La sovrapposizione delle norme di tutela ambientale è diventata così intricata da costituire un vero e proprio muro burocratico in cui gli stessi tecnici e amministratori locali faticano a districarsi. La necessità di semplificare le procedure è stata sollecitata questa mattina da più parti nel corso del convegno ‘Dalla Norma alla Pratica: VAS e VINCA nella redazione della documentazione ambientale’. L’appuntamento organizzato dalla Regione del Veneto, dal Centro Studi Bellunese e dagli ordini e collegi professionali ha registrato oltre 130 partecipanti, a dimostrazione di quanto il tema sia sentito.

Negli interventi introduttivi, l’assessore regionale all’Ambiente, Elisa Venturini e il presidente della Provincia, Marco Staunovo Polacco, hanno evidenziato la possibilità di procedere a iniziative ragionate di semplificazione delle procedure.

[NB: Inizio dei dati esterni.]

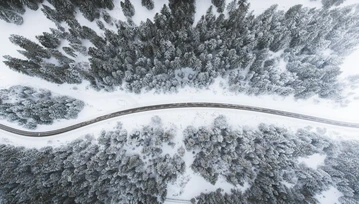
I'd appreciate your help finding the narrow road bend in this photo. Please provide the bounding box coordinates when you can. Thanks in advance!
[0,102,359,137]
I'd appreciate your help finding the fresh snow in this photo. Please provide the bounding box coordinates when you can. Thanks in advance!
[298,154,327,169]
[249,0,322,16]
[315,186,343,204]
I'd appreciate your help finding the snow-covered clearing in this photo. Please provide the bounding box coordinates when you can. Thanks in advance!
[315,186,343,204]
[0,108,357,202]
[249,0,322,15]
[0,0,359,131]
[298,154,326,169]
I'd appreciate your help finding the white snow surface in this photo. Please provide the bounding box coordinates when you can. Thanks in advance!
[315,186,343,204]
[248,0,322,16]
[298,153,327,169]
[0,0,359,204]
[0,0,359,131]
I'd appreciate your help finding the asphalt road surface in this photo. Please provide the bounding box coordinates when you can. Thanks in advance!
[0,103,359,137]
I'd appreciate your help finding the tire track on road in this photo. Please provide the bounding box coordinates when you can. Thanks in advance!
[0,102,359,137]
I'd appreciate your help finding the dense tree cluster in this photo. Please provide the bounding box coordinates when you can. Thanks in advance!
[0,118,185,204]
[184,117,359,204]
[0,86,84,129]
[0,116,359,204]
[5,0,359,99]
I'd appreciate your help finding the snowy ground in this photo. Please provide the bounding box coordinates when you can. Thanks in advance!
[0,108,358,202]
[0,0,359,203]
[0,0,359,130]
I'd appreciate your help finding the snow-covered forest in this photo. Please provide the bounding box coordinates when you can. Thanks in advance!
[0,116,359,204]
[0,86,84,129]
[0,0,359,204]
[4,0,359,99]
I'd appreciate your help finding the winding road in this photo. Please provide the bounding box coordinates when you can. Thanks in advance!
[0,102,359,137]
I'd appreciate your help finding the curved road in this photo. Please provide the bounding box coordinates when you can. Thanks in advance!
[0,103,359,137]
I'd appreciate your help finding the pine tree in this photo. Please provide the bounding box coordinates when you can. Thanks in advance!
[141,0,155,10]
[120,0,135,18]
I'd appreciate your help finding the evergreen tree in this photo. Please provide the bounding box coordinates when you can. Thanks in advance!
[141,0,155,10]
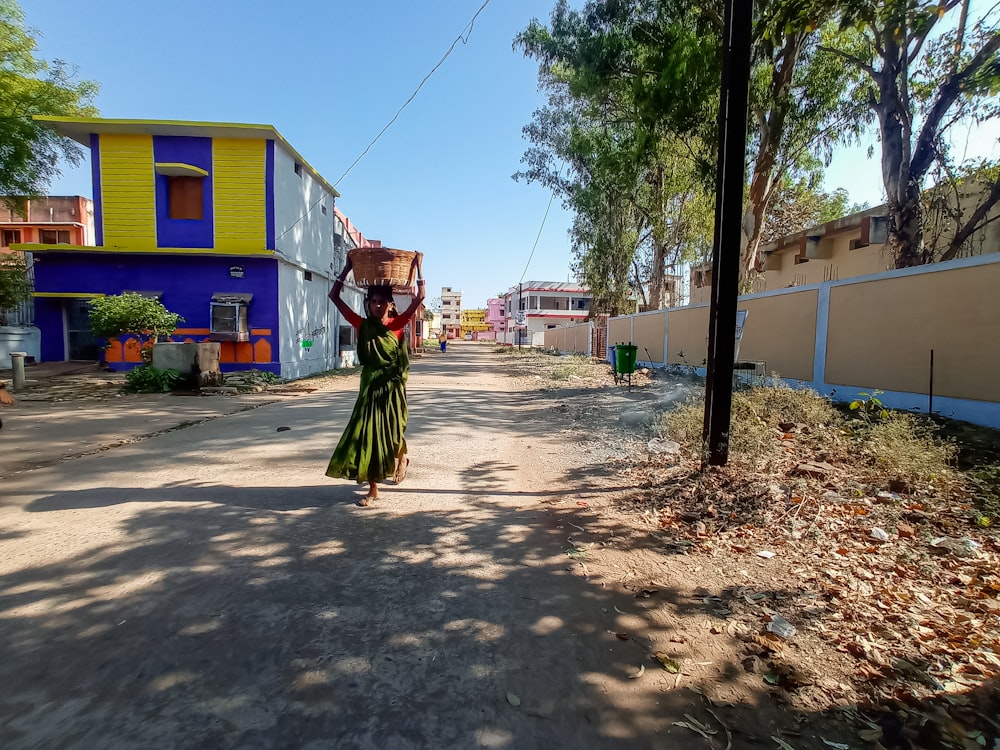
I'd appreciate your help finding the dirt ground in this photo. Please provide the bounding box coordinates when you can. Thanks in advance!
[0,343,995,750]
[498,346,1000,748]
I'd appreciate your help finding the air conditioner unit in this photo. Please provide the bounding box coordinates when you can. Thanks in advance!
[209,294,253,341]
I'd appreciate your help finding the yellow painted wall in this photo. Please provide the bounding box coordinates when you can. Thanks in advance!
[825,264,1000,402]
[740,289,819,380]
[632,310,667,364]
[212,138,267,251]
[100,133,156,245]
[667,306,709,367]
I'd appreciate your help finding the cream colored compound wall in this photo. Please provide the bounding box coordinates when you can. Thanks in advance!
[738,289,819,380]
[825,263,1000,402]
[608,253,1000,427]
[545,323,588,358]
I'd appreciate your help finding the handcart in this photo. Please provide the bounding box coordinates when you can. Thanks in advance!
[611,341,639,388]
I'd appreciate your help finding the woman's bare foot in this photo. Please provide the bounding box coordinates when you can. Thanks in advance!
[392,456,410,484]
[358,482,378,508]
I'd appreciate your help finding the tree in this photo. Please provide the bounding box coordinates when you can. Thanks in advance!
[514,0,717,312]
[0,0,98,210]
[515,0,857,294]
[0,252,31,325]
[829,0,1000,268]
[761,164,868,244]
[90,292,184,361]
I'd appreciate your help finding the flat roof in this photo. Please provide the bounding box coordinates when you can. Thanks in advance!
[32,115,340,198]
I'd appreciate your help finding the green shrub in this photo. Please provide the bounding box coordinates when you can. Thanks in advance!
[855,411,957,484]
[124,365,181,393]
[90,292,184,363]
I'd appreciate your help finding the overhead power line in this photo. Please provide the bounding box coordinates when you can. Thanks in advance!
[333,0,490,187]
[277,0,490,240]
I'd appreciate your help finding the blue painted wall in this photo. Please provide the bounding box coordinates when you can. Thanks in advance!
[153,135,215,247]
[35,251,279,361]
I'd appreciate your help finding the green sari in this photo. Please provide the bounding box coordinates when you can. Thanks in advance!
[326,317,410,482]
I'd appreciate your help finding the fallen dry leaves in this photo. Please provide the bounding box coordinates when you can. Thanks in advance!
[618,432,1000,747]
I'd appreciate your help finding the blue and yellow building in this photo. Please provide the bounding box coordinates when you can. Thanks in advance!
[19,117,359,377]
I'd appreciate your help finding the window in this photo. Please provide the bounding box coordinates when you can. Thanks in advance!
[209,293,253,341]
[38,229,69,245]
[167,177,205,221]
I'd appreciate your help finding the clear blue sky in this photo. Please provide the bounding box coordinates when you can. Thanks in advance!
[22,0,992,307]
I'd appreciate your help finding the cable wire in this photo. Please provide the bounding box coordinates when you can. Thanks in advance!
[333,0,490,187]
[517,162,566,284]
[275,0,491,242]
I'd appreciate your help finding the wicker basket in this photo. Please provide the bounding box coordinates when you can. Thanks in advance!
[347,247,417,291]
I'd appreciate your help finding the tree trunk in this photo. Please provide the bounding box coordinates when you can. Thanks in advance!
[648,164,666,310]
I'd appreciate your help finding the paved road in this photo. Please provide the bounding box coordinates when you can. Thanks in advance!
[0,345,704,750]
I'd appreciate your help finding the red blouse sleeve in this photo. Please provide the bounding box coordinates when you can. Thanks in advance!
[386,315,410,338]
[340,309,363,330]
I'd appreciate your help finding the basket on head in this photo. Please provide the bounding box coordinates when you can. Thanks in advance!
[347,247,417,291]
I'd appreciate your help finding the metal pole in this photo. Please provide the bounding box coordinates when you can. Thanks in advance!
[514,281,528,351]
[703,0,753,466]
[10,352,28,391]
[927,349,934,414]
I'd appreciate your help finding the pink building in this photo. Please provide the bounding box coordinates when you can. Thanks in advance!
[486,297,507,337]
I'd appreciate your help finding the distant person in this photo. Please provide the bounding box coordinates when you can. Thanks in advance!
[326,253,424,507]
[0,383,14,430]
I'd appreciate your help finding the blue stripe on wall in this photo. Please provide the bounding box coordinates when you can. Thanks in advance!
[90,133,104,245]
[35,251,280,361]
[264,139,277,250]
[153,135,215,247]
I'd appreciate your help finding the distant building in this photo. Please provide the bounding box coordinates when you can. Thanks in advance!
[0,195,96,252]
[18,117,362,378]
[441,286,462,338]
[501,281,592,344]
[690,189,1000,304]
[486,297,507,340]
[0,195,96,332]
[462,308,496,341]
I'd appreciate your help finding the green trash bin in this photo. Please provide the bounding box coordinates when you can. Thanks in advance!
[615,342,639,385]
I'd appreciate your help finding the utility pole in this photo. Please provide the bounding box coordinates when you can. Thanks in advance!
[514,281,528,351]
[702,0,753,466]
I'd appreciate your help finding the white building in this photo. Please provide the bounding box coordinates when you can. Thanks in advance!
[441,286,462,337]
[498,281,591,345]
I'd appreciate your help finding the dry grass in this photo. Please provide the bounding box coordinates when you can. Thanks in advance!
[660,387,956,485]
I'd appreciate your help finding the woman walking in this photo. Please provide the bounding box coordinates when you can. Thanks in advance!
[326,253,424,506]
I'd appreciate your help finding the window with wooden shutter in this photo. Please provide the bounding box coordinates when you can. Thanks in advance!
[167,177,205,220]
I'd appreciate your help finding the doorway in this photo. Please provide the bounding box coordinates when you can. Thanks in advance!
[66,298,101,362]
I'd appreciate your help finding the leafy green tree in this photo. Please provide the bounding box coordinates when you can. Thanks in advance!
[515,0,857,294]
[0,0,98,210]
[90,292,184,358]
[0,252,31,325]
[761,164,868,244]
[827,0,1000,268]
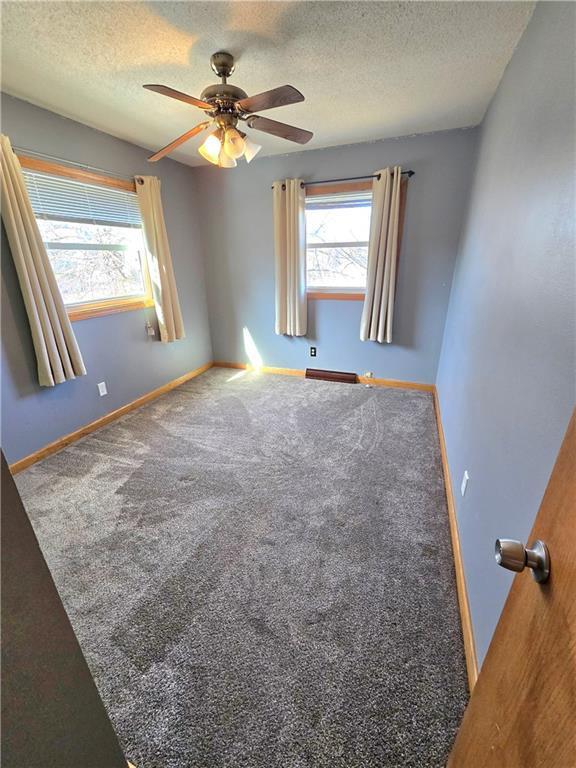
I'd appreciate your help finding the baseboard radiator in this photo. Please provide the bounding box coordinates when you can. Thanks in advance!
[306,368,358,384]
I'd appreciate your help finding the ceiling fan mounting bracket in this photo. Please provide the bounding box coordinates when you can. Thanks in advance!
[210,51,235,82]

Una concomitanza di orientamento colta dai partecipanti come un segnale positivo intorno al quale lavorare per mettere a disposizione degli operatori procedure meno complesse.

L’esigenza rappresentata dal presidente Staunovo Polacco di «un confronto con la Regione per trovare un raccordo sul tema Vinca» per «dare risposte ad amministratori e progettisti», ha trovato un’apertura di dialogo da parte dell’assessore Venturini: «Nel rispetto della normativa, vogliamo trovare delle soluzioni, dare delle risposte a chi opera sul campo e lo possiamo fare solamente se ci sono dei momenti di contatto come questi», in cui la struttura regionale comprende le reali ricadute dell’applicazione normativa e i riscontri aiutano «anche di capire poi come possiamo orientare l’attività amministrativa».

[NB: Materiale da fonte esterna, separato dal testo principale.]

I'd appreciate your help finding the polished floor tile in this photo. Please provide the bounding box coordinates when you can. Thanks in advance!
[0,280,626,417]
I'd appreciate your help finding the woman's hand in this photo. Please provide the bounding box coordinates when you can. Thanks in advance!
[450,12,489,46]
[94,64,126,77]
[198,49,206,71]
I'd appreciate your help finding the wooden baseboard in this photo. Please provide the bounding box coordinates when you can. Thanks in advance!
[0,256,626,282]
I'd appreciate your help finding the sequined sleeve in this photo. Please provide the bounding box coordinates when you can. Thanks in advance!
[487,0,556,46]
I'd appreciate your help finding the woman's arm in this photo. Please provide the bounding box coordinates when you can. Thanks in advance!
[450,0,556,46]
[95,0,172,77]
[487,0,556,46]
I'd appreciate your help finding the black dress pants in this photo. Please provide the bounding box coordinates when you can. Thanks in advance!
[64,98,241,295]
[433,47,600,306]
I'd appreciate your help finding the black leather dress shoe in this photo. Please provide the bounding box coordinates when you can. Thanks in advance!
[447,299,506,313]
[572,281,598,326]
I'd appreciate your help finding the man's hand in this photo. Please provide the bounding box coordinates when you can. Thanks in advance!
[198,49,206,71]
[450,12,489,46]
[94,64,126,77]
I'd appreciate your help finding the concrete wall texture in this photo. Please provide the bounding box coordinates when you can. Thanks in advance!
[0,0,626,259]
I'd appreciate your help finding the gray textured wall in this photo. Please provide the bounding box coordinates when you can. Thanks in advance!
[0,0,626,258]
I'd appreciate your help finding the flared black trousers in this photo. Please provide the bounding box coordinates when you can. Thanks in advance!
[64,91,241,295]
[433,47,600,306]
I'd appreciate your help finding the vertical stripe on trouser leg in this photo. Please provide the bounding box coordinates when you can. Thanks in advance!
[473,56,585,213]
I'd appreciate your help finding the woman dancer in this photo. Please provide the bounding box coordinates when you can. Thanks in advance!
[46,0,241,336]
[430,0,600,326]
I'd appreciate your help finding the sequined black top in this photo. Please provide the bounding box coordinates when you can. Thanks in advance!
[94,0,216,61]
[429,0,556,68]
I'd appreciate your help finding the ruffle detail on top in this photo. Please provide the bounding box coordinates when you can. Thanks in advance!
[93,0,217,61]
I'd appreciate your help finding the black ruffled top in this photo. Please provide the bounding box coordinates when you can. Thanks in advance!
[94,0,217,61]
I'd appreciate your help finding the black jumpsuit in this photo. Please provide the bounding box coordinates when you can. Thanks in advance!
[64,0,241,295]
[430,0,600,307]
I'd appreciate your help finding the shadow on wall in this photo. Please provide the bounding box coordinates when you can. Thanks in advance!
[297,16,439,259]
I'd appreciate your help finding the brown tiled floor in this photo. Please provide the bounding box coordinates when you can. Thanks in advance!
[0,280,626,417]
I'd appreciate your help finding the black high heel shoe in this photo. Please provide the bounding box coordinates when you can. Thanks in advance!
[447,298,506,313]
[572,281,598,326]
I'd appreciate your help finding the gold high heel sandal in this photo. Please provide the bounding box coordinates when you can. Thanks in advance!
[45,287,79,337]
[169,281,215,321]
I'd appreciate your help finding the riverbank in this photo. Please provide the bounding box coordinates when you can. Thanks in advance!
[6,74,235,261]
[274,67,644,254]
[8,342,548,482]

Nel proprio intervento il direttore della Direzione Valutazioni ambientali, Cesare Lanna, ha confermato l’impegno della Regione ad intraprendere concreti percorsi di semplificazione a cominciare dalle casistiche di assoggettamento alle procedure di VAS.

Il tema della semplificazione in ambito ambientale è particolarmente sentito in queste settimane dopo che nelle scorse settimane l’Autorità di Bacino ha riclassificato come ad alto rischio una parte consistente delle aree della provincia di Belluno. Al provvedimento si stanno opponendo gran parte degli amministratori pubblici locali a cui l’assessore Venturini ha dato conto della volontà «con l’autorità di Bacino di individuare dei percorsi che permettano ai professionisti, alle imprese, ai consorzi di bonifica e a tutti coloro che in qualche maniera hanno a che fare con l’urbanistica, con l’edilizia, di poter avere delle indicazioni che siano precise, chiare».